I've had the best result with the gentle yoga classes offered by Fairfax County Parks and Rec. Most of the instructors have been very good at taking things slowly, and saying "don't do X if you have Y injury". I've had a few problems with some of the substitute instructors or with ones that were assigned as instructors at the very last minute. Or it may be personal style.

Posted by: g_alice | May 20, 2009 11:27 AM | Report abuse

I'm a plus-size yogi who has gotten a lot out of yoga classes over the years. I've had mixed experiences: I've had some wonderful teachers who took the time to provide modifications while still encouraging me to work as hard as possible and I've also met with the horrid skinny praying-mantis type who've sneered at me and assumed I was just too lazy to do a pose right. The key is for the teacher to identify the goal of the physical pose (a certain type of stretch in the hamstrings, for example) so that each student can strive for that to the best of his/her ability.

Beyond a baseline of compassion and knowledge about modifications, I'd say the best thing for less-fit beginners is not a plus-size class but a smaller class. A lower student-teacher ratio allows time for modifications without leaving other students hanging too long in a pose. After all, all kinds of students need modifications, not just plus-size ones.

Posted by: csdiego | May 20, 2009 1:55 PM | Report abuse

Willow Street Yoga in Tacoma Park is great.

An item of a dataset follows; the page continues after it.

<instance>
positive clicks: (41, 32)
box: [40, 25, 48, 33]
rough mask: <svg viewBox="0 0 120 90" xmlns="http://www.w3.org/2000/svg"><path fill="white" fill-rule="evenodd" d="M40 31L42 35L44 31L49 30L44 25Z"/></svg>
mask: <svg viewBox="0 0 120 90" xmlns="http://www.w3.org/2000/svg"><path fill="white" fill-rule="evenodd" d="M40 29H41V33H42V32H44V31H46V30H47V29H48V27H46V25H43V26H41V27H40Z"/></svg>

They didn't have the Excel class back when I went there; I just went to the regular Level 1 and 1/2 classes. It was very open and accepting of whatever each person could do.

Posted by: webbrats | May 20, 2009 3:37 PM | Report abuse

I'm so glad there are more and more opportunities for us curvy gals (and beefy guys) to try yoga. As a yoga teacher or size, I would like to encourage those who are having trouble finding a sympathetic class locally to have a look at the several excellent DVDs that are available. The New York Times article mentioned Megan Garcia and Abby Lentz. I'd like to offer my own program, Big Yoga, an adapted practice for the larger body. Patterned after Integral Yoga, which focuses on postures that tone the organs, glands and the endocrine system, Big Yoga Hatha 1 has a meditative flow to the class. The DVD has been available for a few years, and now I have a book, Big Yoga: A Simple Guide for Bigger Bodies, which will be available from Square One Publishers soon. My new DVD, Big Yoga Flex-Ability, is in production, to address the needs of students who may need to simplify their practice before going on to a more challenging class. Bottom line: You don't have to be thin to enjoy the benefits of yoga!

Posted by: bigyoga | May 21, 2009 10:44 AM | Report abuse

I'm pleasantly surprised not to see a bunch of comments saying that allowing a plus-size yoga class just encourages people to be fat. I was imagining complaints about clothing manufacturers making plus-size yoga togs. Glad to know that even in the blogosphere people sometimes practice tolerance and acceptance. Yay team.